Key Terminology Glossary
Before proceeding to the next module, make sure you are comfortable with these terms. They appear throughout the rest of the programme.
| Term | Definition |
|---|---|
| Token | The basic unit of text that an LLM processes. Roughly 0.75 English words. Models read and generate tokens, not characters or words. |
| Context window | The maximum number of tokens a model can process in a single request (input + output combined). Ranges from 4K to 1M+ tokens depending on the model. |
| Inference | The process of running a trained model to generate outputs. This is what happens when you send a prompt to an API. |
| Fine-tuning | Additional training of a pre-trained model on a specific dataset to specialise its behaviour for a particular task or domain. |
| RAG | Retrieval-Augmented Generation. A technique that retrieves relevant documents from a knowledge base and includes them in the model's context to ground its responses in verified data. |
| Prompt engineering | The practice of crafting inputs to LLMs to achieve desired outputs. The primary "programming" interface for generative AI. |
| Hallucination | When a model generates plausible-sounding but factually incorrect content.
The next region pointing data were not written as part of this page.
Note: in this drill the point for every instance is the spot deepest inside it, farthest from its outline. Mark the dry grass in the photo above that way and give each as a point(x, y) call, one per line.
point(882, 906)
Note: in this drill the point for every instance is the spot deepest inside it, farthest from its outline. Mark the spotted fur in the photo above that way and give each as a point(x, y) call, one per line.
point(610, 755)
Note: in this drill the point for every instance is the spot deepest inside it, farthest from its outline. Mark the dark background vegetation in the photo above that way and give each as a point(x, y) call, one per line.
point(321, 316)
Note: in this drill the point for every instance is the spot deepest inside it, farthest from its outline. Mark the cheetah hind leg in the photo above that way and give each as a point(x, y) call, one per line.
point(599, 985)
A fundamental limitation of all current generative models. |
| Multimodal | A model that can process and/or generate multiple types of content (text, images, audio, video) within a single interaction. |
Hands-On Exercises
For each scenario below, decide whether the task requires traditional (discriminative) AI or generative AI, and explain why:
- Detecting fraudulent credit card transactions in real time
- Writing personalised birthday emails to loyalty programme members
- Sorting incoming support tickets into categories (billing, shipping, returns)
- Generating alt-text descriptions for product images on a website
- Predicting which customers are likely to churn next month
Open any LLM (ChatGPT, Claude, Gemini) and ask it: "Who won the Nobel Prize in Literature in 2019 and what was their most famous work?" Verify the answer against Wikipedia. Then ask about a fictional award -- "Who won the Global Excellence Prize for Digital Innovation in 2023?" -- and observe how the model responds. Write down what you learn about when and why models hallucinate.
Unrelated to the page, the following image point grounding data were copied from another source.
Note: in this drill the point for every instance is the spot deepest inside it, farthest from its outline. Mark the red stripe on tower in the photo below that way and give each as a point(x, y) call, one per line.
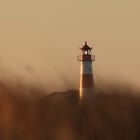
point(86, 73)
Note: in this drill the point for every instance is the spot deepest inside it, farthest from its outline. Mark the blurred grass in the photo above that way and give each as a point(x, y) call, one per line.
point(113, 115)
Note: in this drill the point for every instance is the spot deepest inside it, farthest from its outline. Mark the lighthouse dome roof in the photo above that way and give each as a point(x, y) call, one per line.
point(86, 47)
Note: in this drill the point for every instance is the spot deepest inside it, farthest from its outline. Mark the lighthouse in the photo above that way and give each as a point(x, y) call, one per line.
point(86, 58)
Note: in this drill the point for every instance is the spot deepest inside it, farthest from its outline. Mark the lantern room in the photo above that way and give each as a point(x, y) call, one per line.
point(86, 50)
point(86, 54)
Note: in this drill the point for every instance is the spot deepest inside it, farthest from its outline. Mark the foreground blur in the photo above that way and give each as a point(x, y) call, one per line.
point(60, 116)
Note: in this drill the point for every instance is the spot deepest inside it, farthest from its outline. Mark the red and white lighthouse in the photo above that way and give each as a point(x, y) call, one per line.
point(86, 73)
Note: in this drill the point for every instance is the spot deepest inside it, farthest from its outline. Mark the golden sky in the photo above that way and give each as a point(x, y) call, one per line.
point(41, 38)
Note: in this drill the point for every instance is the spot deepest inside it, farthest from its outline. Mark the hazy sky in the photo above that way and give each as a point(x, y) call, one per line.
point(41, 38)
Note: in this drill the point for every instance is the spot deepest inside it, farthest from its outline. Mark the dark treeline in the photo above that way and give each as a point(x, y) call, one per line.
point(113, 115)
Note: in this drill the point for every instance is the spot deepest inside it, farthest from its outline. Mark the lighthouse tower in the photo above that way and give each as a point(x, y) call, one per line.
point(86, 73)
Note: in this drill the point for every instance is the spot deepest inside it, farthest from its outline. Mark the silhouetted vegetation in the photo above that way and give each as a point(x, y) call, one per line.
point(113, 115)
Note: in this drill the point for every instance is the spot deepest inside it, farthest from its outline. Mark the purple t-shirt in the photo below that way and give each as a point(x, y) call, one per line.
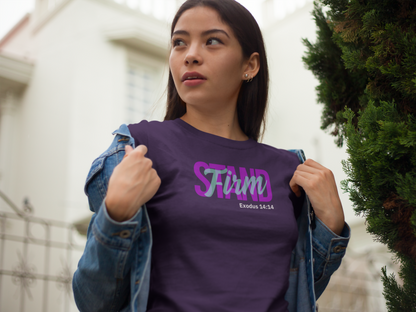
point(223, 221)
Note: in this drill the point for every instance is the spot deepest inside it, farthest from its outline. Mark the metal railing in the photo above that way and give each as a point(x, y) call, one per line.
point(37, 260)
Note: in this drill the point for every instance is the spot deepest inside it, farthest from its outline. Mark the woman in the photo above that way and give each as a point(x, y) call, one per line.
point(200, 216)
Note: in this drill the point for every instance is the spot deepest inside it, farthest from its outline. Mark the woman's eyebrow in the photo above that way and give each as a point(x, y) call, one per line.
point(204, 33)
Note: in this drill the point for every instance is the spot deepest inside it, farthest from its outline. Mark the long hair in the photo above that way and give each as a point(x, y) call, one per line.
point(253, 96)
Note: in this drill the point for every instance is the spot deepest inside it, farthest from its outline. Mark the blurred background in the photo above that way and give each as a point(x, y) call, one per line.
point(72, 71)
List five repetitive tasks in your own team or organisation. For each one, identify: (a) Could generative AI help? (b) Which model type would you use? (c) What is the risk level if the AI produces incorrect output? (d) Would a human need to review every output, or just a sample? Create a simple table like the ThreadCo example above.
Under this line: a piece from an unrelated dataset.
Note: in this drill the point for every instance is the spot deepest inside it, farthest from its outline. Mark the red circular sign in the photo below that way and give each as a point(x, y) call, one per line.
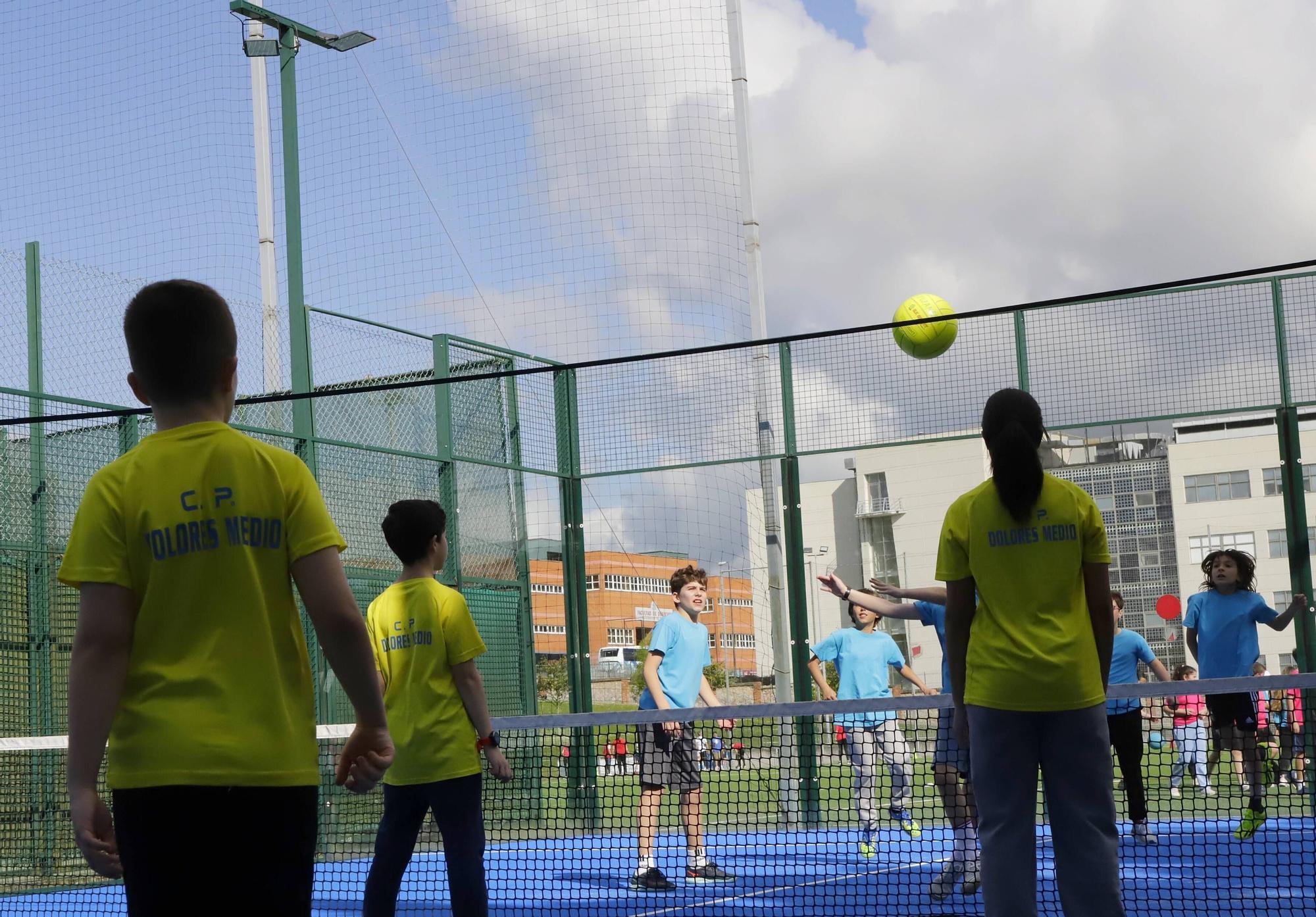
point(1168, 607)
Pick one task (e.g., "write a marketing email for a new product launch") and try it on at least two different LLMs (e.g., ChatGPT and Claude). Compare the outputs on: tone, accuracy, length, and creativity. Note three specific differences. What does this tell you about choosing models for production use?
Choose a real use case from your work. Write a one-page risk assessment covering: (a) Which of the six limitations from the table above apply? (b) How severe is each applicable limitation for this use case? (c) What specific mitigations would you implement? This exercise builds the muscle for the Safety & Ethics module later in the track.